Accordingly while I will impose non-harassment orders I am not confident in their ability on their own to protect the women. For that reason, and having regard to the terms of the social work report including the risk assessments I intend to impose an extended sentence.

That will mean that during the extended period if you commit another offence you may be returned to prison to serve all or part of the balance of the extended sentence before you start the new sentence.

I have taken into account all that has been said on your behalf. I note that you were the victim of assault in 2017 in which you were struck over the head. You appear to have had symptoms which were consistent with PTSD. The first complainer accepted that your behaviour towards her appeared to change after the assault.

That cannot be the whole reason for the abuse; I note that you have a number of convictions for domestic offending which predate the assault.

You also impressed the social worker with your expressions of shame and remorse for the non-sexual offending.
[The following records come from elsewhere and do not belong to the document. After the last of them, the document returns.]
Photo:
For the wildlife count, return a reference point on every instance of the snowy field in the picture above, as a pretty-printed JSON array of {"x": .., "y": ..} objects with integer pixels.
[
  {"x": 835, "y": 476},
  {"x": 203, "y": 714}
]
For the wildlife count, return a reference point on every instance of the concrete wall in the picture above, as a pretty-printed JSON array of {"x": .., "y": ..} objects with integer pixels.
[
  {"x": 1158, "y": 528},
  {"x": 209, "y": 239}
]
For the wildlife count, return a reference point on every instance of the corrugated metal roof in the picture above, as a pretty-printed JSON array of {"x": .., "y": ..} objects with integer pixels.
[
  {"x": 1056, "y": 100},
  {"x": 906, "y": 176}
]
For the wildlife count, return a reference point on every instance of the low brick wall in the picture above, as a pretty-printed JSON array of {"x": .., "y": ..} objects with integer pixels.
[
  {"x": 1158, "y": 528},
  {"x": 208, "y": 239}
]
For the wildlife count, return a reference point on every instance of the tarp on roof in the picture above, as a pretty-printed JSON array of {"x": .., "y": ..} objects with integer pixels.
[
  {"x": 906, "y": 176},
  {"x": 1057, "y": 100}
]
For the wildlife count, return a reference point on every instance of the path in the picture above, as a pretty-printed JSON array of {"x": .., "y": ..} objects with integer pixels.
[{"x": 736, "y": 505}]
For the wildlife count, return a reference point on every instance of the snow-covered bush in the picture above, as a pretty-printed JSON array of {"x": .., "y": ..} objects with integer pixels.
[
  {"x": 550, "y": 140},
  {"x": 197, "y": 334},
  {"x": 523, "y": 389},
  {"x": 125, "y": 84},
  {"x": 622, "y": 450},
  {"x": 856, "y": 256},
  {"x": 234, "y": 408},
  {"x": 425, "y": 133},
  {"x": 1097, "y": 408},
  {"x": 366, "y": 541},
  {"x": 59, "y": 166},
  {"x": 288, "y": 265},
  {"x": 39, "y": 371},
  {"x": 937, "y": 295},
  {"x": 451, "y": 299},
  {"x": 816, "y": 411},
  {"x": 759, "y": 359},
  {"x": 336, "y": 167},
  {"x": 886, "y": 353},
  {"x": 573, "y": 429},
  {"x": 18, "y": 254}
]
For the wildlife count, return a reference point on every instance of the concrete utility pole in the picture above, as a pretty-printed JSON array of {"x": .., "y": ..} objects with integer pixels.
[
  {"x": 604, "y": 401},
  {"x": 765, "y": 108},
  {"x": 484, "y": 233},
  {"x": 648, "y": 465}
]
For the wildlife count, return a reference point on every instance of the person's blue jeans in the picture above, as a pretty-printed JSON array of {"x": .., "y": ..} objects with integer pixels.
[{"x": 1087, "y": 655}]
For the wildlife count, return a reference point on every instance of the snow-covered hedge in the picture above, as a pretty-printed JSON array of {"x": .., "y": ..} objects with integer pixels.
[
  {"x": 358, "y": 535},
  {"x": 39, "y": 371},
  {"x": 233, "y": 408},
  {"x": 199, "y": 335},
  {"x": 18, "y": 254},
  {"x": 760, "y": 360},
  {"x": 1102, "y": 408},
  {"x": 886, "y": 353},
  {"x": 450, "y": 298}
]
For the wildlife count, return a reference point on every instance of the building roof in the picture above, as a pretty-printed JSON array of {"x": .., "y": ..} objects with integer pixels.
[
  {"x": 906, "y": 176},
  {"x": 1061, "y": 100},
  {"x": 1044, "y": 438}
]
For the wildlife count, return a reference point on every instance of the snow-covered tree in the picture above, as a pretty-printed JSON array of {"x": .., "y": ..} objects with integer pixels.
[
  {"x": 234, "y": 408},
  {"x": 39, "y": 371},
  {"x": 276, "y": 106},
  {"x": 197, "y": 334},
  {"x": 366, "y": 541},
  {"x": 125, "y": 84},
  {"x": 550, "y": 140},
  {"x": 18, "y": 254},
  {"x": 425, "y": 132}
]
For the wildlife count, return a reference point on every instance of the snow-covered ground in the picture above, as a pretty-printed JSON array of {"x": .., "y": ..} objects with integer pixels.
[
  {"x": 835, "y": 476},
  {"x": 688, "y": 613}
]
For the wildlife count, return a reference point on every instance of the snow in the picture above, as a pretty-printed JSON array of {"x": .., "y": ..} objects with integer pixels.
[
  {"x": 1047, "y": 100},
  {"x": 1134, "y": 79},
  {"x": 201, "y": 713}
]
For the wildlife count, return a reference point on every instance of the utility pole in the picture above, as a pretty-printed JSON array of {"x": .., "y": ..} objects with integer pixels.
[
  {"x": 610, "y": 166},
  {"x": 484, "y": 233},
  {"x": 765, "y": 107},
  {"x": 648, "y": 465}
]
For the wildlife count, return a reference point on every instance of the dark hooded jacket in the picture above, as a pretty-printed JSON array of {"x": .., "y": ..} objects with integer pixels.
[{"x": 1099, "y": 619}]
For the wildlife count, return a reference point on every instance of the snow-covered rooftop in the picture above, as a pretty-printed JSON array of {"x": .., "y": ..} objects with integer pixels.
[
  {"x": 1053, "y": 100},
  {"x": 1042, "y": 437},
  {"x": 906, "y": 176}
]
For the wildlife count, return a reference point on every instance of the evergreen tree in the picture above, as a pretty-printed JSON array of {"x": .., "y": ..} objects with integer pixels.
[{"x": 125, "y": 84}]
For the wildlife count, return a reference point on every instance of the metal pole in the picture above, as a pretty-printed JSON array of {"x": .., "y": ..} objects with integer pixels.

That is consistent with the evidence on these matters that you gave in court and I take that into consideration. I also have regard to your upbringing as narrated in the report which cannot have been easy.

I accept what your counsel says about the conclusion of the report which does show some cause for optimism.

In the end however these are serious charges. As well as punishing you I have to have regard for the safety of the public and in particular women with whom you may have a relationship.

In respect of charges 3 and 6 I shall impose an extended sentence of 7 years imprisonment on each charge of which 5 years shall be the custodial part and 2 years extended.

On charge 3 I do not intend to impose any additional sentence in respect of the aggravation because I consider that the abuse of your partner is sufficiently covered by the sentence imposed on the other charges.

On charges 1, 2 4 and 5 I shall impose a cumulative sentence of 3 years imprisonment. Again the aggravation in respect of charge 4 is sufficiently covered by the sentence I have imposed on these charges.

In respect of charges 7 and 8 I shall impose a cumulative sentence of 2 years imprisonment.

The sentences on charges 3 and 6 shall run concurrently. The sentences on charges 1, 2, 4 and 5 and on charges 7 and 8 shall run concurrently but consecutive to the sentences on the charges 3 and 6. The effect is that you will serve an extended sentence of 10 years of which the custodial part shall be 8 years with 2 years extended.

The sentence is backdated to 3rd September 2019.”

The court made non-harassment orders for indefinite periods in respect of both complainers. Mr Davies is also subject to the notification requirement in Part II of the Sexual Offences Act 2003 for an indefinite period.